制約は在庫とキャッシュフローにある。完成品在庫は値崩れと陳腐化に弱い。部品は速く世代交代し、見込みを外すと損失が大きい。一方で直販は営業網・店舗・ブランド広告の代わりに、注文受付・構成管理・物流・電話サポートを自前で回す必要がある。中間業者を省くほど、需要情報と製造・出荷の同期が勝負になる。
非連続な一手
デルが取ったのは、小売・ディーラーを主経路にしない直接販売と、注文を受けてから構成を組む受注生産(ビルド・トゥ・オーダー)の確立である。顧客は電話やカタログ(のちには Web)で CPU・メモリ・ディスクなどを指定し、工場側はその注文に沿って組み立て・出荷する。
これは既存ディーラー網の微改善でも、同じ見込み生産を安く売るだけの連続改良でもない。需要の把握単位を「店頭の棚の売れ行き」から「個別注文の構成」へ移し、在庫の持ち方と価格形成を同時に変えた点が非連続である。流通の常識がチャネル在庫だった時期に、顧客と工場のあいだに中間棚を置かないレールを敷いた。
どう Resourcefulness が現れたか
Resourcefulness は、受注生産と直接販売を組み合わせ、高効率な顧客直結モデルを構築した点にある。見込みで完成品を抱えず、注文確定後に部品を引き当てて組むことで、在庫回転とキャッシュの効率を上げる。中間マージンを削った分を価格か利益に回し、構成のカスタムを標準プロセスに載せる。

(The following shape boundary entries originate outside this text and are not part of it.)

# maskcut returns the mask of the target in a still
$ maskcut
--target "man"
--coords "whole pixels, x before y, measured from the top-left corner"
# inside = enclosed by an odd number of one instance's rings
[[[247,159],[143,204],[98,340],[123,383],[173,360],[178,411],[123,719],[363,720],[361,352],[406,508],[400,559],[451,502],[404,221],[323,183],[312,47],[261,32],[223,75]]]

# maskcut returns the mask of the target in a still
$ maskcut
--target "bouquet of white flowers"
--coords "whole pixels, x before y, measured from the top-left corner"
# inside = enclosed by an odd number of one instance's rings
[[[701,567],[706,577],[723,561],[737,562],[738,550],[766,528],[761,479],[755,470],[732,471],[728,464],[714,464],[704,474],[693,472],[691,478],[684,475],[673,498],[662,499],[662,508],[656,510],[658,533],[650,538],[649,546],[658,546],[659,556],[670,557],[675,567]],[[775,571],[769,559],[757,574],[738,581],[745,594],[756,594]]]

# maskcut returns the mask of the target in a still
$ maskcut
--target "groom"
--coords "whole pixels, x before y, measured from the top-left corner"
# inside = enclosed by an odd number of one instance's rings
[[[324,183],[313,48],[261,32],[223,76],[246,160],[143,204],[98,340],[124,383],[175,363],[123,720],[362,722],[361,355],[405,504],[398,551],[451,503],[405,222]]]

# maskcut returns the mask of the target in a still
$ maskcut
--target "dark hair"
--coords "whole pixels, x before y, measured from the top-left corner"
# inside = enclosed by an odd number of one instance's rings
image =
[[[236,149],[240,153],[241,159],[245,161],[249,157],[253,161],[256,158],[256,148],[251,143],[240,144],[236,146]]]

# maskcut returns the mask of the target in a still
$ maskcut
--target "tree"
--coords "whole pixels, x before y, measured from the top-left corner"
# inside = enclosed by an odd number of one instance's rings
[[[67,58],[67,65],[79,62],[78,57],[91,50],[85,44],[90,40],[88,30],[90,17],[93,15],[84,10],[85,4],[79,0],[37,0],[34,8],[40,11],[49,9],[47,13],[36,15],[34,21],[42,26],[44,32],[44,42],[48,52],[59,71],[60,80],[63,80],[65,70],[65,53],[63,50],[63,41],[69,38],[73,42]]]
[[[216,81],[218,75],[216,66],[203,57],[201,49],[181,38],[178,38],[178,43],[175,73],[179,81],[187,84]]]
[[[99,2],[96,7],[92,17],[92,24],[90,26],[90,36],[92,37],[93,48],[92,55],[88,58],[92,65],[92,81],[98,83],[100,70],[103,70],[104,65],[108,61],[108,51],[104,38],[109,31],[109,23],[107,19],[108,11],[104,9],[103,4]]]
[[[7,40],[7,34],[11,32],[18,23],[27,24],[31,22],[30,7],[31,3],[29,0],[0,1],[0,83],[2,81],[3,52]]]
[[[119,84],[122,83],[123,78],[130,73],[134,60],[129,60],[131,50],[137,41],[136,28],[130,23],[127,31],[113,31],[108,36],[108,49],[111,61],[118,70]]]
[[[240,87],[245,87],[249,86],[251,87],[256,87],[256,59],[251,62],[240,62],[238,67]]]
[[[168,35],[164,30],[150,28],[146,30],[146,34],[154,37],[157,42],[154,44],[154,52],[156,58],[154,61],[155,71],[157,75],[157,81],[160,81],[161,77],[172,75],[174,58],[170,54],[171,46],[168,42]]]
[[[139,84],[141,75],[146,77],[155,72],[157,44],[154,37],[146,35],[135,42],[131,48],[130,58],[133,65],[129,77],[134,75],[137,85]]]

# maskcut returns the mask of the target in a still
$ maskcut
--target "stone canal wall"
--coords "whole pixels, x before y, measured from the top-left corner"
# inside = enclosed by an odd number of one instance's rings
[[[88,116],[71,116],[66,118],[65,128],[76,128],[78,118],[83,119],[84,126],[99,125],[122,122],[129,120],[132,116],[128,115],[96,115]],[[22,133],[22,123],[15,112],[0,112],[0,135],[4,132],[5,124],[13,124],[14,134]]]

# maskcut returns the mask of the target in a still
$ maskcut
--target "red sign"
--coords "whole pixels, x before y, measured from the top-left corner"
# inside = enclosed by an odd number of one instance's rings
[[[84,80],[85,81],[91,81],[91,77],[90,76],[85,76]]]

資源が限られる段階では、店舗網や全国ディーラー契約に資金を分散せず、注文・製造・サポートの一体運用に寄せる。顧客との接点が直であるほど、どの構成が売れるかの情報が早く工場に返り、次の部品調達と価格設計に使える。競合がチャネルと棚在庫に縛られているあいだに、需要と供給の距離を縮める構造そのものを資産にしたのが資源の使い方である。
積み重ね可能な目標との接続
「テクノロジーで人間の可能性を引き出す」は、単一のヒット機種や一回の値下げでは完結しない。個人や組織が必要とする計算環境を、過剰在庫や画一スペックの制約なしに届けられる経路があると、用途ごとの構成が積み上がりやすい。
エピソードとしては、直接販売と受注生産 PC の確立が、その経路を量産 PC 市場に持ち込んだ局面として読める。顧客直結モデルが高効率であるほど、同じ目標に向けて次の世代のプロセッサやストレージ、のちのサーバー・企業向け構成も、同じ直結のレールの上に載せられる。以降のデルの拡張も、技術を人が使える形で届ける積み重ねとして位置づけられる。